# What kind of spec to handle 100k pageview/day



## joshuatly (Sep 10, 2013)

Hi,

I wonder if my free tier of EC2 micro is able to handle 100k pageview/day running apache wordpress+mysql?

If not, what spec will you recommend if I wanted to run a wordpress site at that scale?

Thanks

Edit: 

My problem is this, currently my site is hosted at shared hosting, but the page load ttfb is super slow, caching doesnt seems to help.

Im considering moving to VPS. but I dont know how to tweak apache/nginx/mysql.

What server spec will I need to run a site with 100k pageview/day (wordpress + getsimple)

98% of my traffic are from Malaysia, I guess it is wiser to host it from Malaysia/Singapore.

Hosts im considering:


Amazon EC2 (micro?) @ SG
OneHostAsia @ SG
Linode @ JP
VPS hosting at Malaysia which cost me ~400USD/year
Any suggestion?


----------



## Amitz (Sep 10, 2013)

Wordpress... If there would just be an as wide-spread alternative at the horizon... People could spent way less money on hosting if that thing would be less ressource hungry from scratch.

However, I ran a Wordpress Installation with around 400,000 pageviews a day from a 512 MB/2 cores/SSD VPS with complete ease. It was based on nginx instead of Apache, but maybe that gives you an idea... Others with more experience will surely chime in soon.


----------



## drmike (Sep 10, 2013)

I don't play in the clouds.

Wordpress is pretty robust, but slow (if you don't have caching working).

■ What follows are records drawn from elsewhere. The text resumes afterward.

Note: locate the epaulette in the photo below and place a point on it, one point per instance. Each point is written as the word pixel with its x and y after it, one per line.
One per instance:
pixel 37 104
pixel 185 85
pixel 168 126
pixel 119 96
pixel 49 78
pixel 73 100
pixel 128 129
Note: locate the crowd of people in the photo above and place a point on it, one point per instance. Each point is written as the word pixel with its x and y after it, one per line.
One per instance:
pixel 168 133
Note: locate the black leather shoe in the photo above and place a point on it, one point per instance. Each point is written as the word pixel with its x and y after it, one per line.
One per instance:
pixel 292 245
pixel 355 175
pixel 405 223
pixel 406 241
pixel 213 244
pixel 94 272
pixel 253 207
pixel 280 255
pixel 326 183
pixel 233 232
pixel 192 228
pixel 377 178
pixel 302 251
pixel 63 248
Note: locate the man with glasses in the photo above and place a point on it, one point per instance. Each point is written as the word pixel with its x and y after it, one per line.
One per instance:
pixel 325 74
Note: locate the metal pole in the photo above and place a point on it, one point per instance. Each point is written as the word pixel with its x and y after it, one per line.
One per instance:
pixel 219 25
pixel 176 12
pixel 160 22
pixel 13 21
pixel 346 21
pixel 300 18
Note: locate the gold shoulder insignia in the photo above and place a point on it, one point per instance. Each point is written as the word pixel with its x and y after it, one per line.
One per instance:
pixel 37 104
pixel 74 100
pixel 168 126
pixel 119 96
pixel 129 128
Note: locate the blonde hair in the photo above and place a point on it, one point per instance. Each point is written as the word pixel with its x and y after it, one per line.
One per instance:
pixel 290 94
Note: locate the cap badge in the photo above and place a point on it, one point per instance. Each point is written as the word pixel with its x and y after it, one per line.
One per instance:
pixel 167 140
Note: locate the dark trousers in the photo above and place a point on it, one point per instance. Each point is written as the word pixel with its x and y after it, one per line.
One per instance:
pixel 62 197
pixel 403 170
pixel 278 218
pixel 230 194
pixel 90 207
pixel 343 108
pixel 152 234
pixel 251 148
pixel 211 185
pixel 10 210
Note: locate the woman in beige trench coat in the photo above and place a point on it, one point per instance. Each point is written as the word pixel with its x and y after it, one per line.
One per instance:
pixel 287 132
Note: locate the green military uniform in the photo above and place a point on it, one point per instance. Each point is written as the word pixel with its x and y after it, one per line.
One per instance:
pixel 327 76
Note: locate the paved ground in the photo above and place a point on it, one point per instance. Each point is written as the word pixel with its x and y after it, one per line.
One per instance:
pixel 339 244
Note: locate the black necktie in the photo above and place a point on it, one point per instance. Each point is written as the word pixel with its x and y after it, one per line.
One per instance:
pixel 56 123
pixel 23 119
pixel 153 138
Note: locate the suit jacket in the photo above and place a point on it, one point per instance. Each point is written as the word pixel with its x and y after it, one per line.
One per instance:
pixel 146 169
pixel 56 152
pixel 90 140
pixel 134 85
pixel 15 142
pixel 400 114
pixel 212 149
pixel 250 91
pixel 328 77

I'd never try running anything other than some sort of random testing on a free service.

You are looking at like 2-3 requests a second if you have majority to all requests in a 12 hour period a day (many people have heavy traffic like that in limited time span).

A VPS with mediocre spinning disk, any semi modern CPU (single core) and probably 512MB of RAM will be overkill.

Once you get Wordpress caching to work right, everything changes.  Must better page request throughput.


----------



## johnlth93 (Sep 10, 2013)

Caching usually will helps, what i usually see is a 512mb / 1 or 2 cores should be perfectly fine.


----------



## Deleted (Sep 10, 2013)

My thoughts:

- There's a WP plugin to convert the dynamic pages into static HTML images, which reduces CPU load from the PHP processor. Then, you could easily configure apache/nginx/whatever to mmap the html files into memory to reduce CPU load (due to copy on write).. One downside to mmap is the amount of page faults and TLB misses on some systems. 

- If this is unacceptable, I highly suggest a reverse proxy / something with EAccelerator 

Wordpress takes a big speed hit from MySQL (if query_cache is enabled you'll see a decent speed up), and the rest comes from PHP. 

Source: 20 years in IT, software engineering, network engineering, OS design, et al.


----------



## Tux (Sep 10, 2013)

Suggestion: Install APC, W3 Total Cache, move off EC2.


----------



## Deleted (Sep 10, 2013)

I would avoid using APC because it does not page opcode to disk, so it stays in memory. Free memory on *NIX servers goes towards the filesystem buffer cache, generally.


----------



## GIANT_CRAB (Sep 10, 2013)

OneAsiaHost has got pretty cheap VPS plans in Singapore.


----------



## joshuatly (Sep 11, 2013)

Might try out OneAsiaHost SSD VPS.


----------



## datarealm (Oct 1, 2013)

I am partial towards Datarealm's network, but here's a great article on how to really scale up your wordpress setup:

http://ewan.im/900/10-million-hits-a-day-with-wordpress-using-a-15-server


----------



## nate (Oct 13, 2013)

We run several WP sites that receive heavy traffic (<50K alexa). Using a server that is optimized correclty, you might be able to get away with 512MB of RAM and 2 cpu cores. I would suggest at least double the specs in order to cover any spikes in traffic. Apache/MySQL out of the box definitely needs to be optimized and is not a suitable solution. Apache will quickly drain your servers memory. Running nginx as a reverse proxy and optimizing MySQL will help significantly. Avoid installing a control panel such as cPanel, unless your budget allows. It will require a license + extra resources for everything to run smoothly.

Latency is important and if 98% of your traffic is from Malayisa, you will want to consider a server within 50ms of that location. Hong Kong/Singapore/Japan are all very well connected and bandwidth pricing is reasonable.


----------



## dano (Nov 19, 2013)

I have a dedicated that is mostly in idle, and it is currently doing an average of 77/requests per minute(bit over 100k per day). The script that the remote hosts ask for is built in Perl/PHP and uses mysql to record the small bit of data that it's requesting, but their is literally no content being served(no wordpress or multiple db calls per request - -it's a single call to the db per request. The requests are steady all day/night, as the end devices are cron'd to contact this gateway every 5 mins(some sites are turned off at night, but very few).

With that being said, the host server is a Xeon E5607, with 6gb of mem, and software raid1 7200rpm sata disks. According to sar, the machine is 99.45% idle on average, and free reports:

total       used       free     shared    buffers     cached

Mem:          5967       3738       2229          0        216       3251

-/+ buffers/cache:        269       5697

Swap:         4094          0       409

 

Network average:

 


max              9.53 kB/s  |    10.28 kB/s

average              3.18 kB/s  |     3.54 kB/s


 

 

As you can see, this app is a tiny home built thing that is about as simple as it comes, so I am certain that any CMS(wp,etc) would use much more cpu and mem, due to the amount of requests each dynamic page would create. Hope this helped to get an idea of hw possibly needed for 100k page views per day.


----------



## budi1413 (Nov 19, 2013)

I recommend use One Asia Host vps. Low latency to Malaysia.


----------